Esports Technologies Inc has entered into a definitive agreement to acquire Aspire Global’s B2C business for an agreed valuation of $75.9 million.
The technology group will make its largest merger and acquisition to date, agreeing to pay $58.3 million in cash for Aspire’s B2C portfolio, with the remainder of the transaction paid for by a promissory note of $11.7 million and US $6 million issued in company stock.
Upon completion of the transaction, Esports Technologies will take control of Karamba, Dansk777, Hopa, Griffon Casino, GenerationVIP, BetTarget, as well as a total of 1.25 million customers.
The acquisition of the B2C division, Esports Technologies explained, will help “cross-selling eSports betting opportunities to increase its eSports revenue, betting transactions for players and customers”.
Aaron Speach, CEO of Esports Technologies, commented: “The acquisition of Aspire’s B2C business will be a transformative opportunity to accelerate growth, offering eSports betting to 1.25 million new customers.
Speach continued: “Our company is in a strong position to benefit from the growing popularity and growing interest in electronic sports.”

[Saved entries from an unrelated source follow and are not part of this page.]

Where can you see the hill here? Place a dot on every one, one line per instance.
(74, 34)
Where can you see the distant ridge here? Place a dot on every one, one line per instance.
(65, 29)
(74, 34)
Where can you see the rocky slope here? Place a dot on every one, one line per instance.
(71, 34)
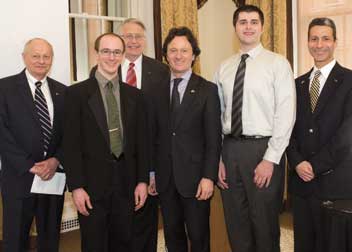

Esports Technologies will have four years of services for acquired brands
In addition, Aspire and Esports Technologies have entered into an agreement whereby Aspire will provide four years of managed services for the acquired brands, “thus ensuring operational continuity and allowing Esports Technologies to expand its operations in key markets”.
“Esports Technologies is a strong company with great growth ambitions and is a perfect fit for our B2C brands. With Aspire Global’s B2C business, the group gains leading and well-established brands, an excellent foundation for further growth and a very talented team to contribute to its expansion,” said Tsachi Maimon, CEO of Aspire Global.
Maimon added: “We are confident that Esports Technologies will take our B2C brands to the next level, and we welcome Karamba and the other B2C brands as our new partners.”
To finance the acquisition, the company signed contracts with investors for a private injection of $36.2 million, which will consist of preferred shares at an initial conversion of $28 per share.